For homebuyers, the buck will stop at real estate agents. From now on, they will have to pay if a flat or a property buyer is duped by a developer.
To protect the interests of buyers, the state government has proposed levying five per cent of the total property price as penalty on agents who have marketed a construction project where a buyer has been duped because the developer has abandoned the project for non-compliance of papers, norms or financial turbulence.
The state is also contemplating penalising agents if the builder does not deliver the property in time.
"Most times, a buyer is completely dependent on the information provided by the real estate agent or the marketing representatives of developers. In cases where the developer cheats the purchaser, the agents, too, need to be made culpable," said a housing department official.
The government is also considering bringing financial institutions and banks under the ambit of the new rules that are being fine-tuned by the state housing department to ensure effective implementation of the Real Estate Regulation and Development Act (RERA). The Act, approved by the union government, came into force in May 2016.
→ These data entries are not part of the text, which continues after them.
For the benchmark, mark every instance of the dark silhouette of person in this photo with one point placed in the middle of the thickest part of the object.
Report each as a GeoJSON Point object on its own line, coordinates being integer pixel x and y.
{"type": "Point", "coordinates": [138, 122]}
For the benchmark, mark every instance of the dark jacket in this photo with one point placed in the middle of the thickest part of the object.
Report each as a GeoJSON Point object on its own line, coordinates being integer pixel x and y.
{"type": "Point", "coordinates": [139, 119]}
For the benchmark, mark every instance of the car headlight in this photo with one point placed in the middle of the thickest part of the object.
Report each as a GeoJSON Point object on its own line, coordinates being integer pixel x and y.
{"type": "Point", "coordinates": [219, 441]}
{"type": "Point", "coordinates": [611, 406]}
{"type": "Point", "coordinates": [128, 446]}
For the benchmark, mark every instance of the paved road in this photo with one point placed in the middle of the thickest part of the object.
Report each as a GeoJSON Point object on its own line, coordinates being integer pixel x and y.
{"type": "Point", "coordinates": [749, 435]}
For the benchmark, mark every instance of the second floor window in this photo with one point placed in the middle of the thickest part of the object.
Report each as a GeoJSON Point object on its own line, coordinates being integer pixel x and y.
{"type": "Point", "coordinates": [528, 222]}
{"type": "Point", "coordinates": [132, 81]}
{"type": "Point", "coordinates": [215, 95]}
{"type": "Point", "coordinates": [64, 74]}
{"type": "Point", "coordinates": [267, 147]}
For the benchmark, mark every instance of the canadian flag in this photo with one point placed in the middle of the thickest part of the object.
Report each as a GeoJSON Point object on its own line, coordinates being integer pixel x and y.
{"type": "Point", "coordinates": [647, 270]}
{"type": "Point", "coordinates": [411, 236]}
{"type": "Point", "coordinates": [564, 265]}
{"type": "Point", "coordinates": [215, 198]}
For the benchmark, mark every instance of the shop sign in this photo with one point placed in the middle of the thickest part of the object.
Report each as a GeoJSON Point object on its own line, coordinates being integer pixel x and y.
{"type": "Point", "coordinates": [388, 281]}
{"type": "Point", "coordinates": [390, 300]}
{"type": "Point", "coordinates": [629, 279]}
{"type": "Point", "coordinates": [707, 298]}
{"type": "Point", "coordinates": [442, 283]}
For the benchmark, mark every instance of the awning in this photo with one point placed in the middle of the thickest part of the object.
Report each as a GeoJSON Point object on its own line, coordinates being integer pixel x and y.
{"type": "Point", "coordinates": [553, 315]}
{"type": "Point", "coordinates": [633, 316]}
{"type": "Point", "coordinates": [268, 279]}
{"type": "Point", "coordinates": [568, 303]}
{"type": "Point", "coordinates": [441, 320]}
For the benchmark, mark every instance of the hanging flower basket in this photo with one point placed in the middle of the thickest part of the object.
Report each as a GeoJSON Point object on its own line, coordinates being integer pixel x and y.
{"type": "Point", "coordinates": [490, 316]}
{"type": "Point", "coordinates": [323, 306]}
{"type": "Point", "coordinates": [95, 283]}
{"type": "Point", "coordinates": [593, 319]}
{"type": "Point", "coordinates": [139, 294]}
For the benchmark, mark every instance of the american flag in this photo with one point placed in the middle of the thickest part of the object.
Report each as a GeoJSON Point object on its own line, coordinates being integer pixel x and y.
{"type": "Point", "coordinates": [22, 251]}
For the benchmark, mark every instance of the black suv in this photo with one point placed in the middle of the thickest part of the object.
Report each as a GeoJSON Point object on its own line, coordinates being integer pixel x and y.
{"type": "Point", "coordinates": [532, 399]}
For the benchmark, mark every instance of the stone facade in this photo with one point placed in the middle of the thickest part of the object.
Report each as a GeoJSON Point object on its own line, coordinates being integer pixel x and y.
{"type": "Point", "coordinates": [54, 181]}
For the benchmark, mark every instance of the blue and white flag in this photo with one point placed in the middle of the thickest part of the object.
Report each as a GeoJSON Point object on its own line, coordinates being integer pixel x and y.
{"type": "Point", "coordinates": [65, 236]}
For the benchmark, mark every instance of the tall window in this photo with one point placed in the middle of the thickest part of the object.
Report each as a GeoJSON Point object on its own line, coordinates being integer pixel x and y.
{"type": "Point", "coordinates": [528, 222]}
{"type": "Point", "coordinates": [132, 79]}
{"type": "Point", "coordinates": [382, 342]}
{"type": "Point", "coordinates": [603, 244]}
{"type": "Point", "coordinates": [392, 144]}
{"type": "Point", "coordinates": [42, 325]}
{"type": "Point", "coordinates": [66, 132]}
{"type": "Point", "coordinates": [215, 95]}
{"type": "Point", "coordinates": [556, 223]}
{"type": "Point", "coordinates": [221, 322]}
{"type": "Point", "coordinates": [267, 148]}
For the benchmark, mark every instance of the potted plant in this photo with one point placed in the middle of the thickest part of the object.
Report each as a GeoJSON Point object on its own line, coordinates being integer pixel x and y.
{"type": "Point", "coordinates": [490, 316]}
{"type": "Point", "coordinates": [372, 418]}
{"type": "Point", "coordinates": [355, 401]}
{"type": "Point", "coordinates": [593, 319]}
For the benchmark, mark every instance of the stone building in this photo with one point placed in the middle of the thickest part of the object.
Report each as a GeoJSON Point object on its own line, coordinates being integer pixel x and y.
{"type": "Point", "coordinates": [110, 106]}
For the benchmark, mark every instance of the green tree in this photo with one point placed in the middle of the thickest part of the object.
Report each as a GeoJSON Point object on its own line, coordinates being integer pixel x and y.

State housing minister Prakash Mehta was not available for comment despite our repeated attempts. However, a senior official attached to the housing department confirmed the development. "Once the law and judicial department approves the draft, suggestions and objections will be invited before making it a legislation," the official said.
Under the Act, state governments have to establish a regulatory authority and frame rules for implementation of the law. As part of this exercise, the Maharashtra government has drafted a proposal enabling the levying of fines on real estate agents. The aim is to regulate the construction industry and protect the interests of homebuyers.
"There is no system in place where a buyer can verify documentation of any project or property. Based on information provided by brokers (real estate agents) or advertisements, citizens tend to put all their hard-earned money into purchases. To make agents and banks more accountable, the rules to levy and fix quantum of penalty have been worked out," the senior Mantralaya official said.
What developers want
While everyone in the government is comfortable with the inclusion of agents, some top-ranking bureaucrats and ministers have expressed reservation over the inclusion of financial institutions and banks under the same rule.
"That will further discourage them from funding projects or developers. It will then affect the construction industry, which is already witnessing a slowdown and financial crisis," a mid-ranking official attached to the housing department said.
The developer fraternity has welcomed the move, but claimed that the Act will not be effective and complete unless everyone related to the project is brought under the ambit of the rulebook.
"Builders and agents are made accountable. What about those who are responsible for giving permissions for the project? All agencies (civic body, collector's office and government administration) should be brought under the Act. Many projects are delayed or stuck because of delays in getting permissions and clearances. If these government agencies are brought under the Act, the process will become more transparent and effective," said Dharmesh Jain, president of the Maharashtra Chamber of Housing Industry.